Em 1895, a voz de Fernando de Mattos, mantenedor do Jornal do Povo ganhou força como arquiteto de uma nova ordem institucional. Passou a patrocinar a ideia de renovação do diretório republicano ao enaltecer as imagens de José Benedito Marcondes de Mattos e Gomes Vieira para assumirem a liderança política da cidade.
A administração Affonso Vieira foi interrompida quando aconteceu a consolidação do novo Diretório Republicano. Apesar da presente figura de Fernando de Mattos, o novo grupo adotou o que chamaram de política lopista, pois, liderado por José Benedito Marcondes de Mattos, apoiava-se na força do senador taubateano Joaquim Lopes Chaves.
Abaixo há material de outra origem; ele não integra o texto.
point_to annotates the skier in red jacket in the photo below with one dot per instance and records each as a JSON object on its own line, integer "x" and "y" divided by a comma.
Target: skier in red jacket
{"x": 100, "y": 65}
A força do Jornal do Povo foi demonstrada ao promover a quebra daquilo que chamavam de camarilha affonsina e acabaram com o Domínio do Terror, como chamaram a fase de sucessivas tentativas de empastelamento do jornal e abusos de poder exercido pelo edil chefe.
Finalmente, em sete de janeiro de 1896, João Affonso Vieira deixou a Câmara após as eleições no ano anterior. A sucessão foi pacífica e a manifestação em homenagem promovida pelo periódico O Noticiarista ao coronel registrou cerca de duas mil pessoas em marcha, naquilo que o jornal chamou de espontânea demonstração do povo de Taubaté ao coronel João Affonso [como] o mais cabal desmentido ás calumnias que despeitados e orgulhosos politiqueiros tem dirigido ao distincto e honrado cidadão (Diário de Taubaté, 08/01/1896).
Naquele ano, o Jornal do Povo desapareceu. Aparentemente, o inimigo político havia sido eliminado, monarquistas e republicanos poderiam voltar às suas posições originais. Fernando de Mattos fundou meses depois o jornal A Razão, entretanto, já despreocupado com a administração municipal, sua propaganda naquele momento era contra o governo federal.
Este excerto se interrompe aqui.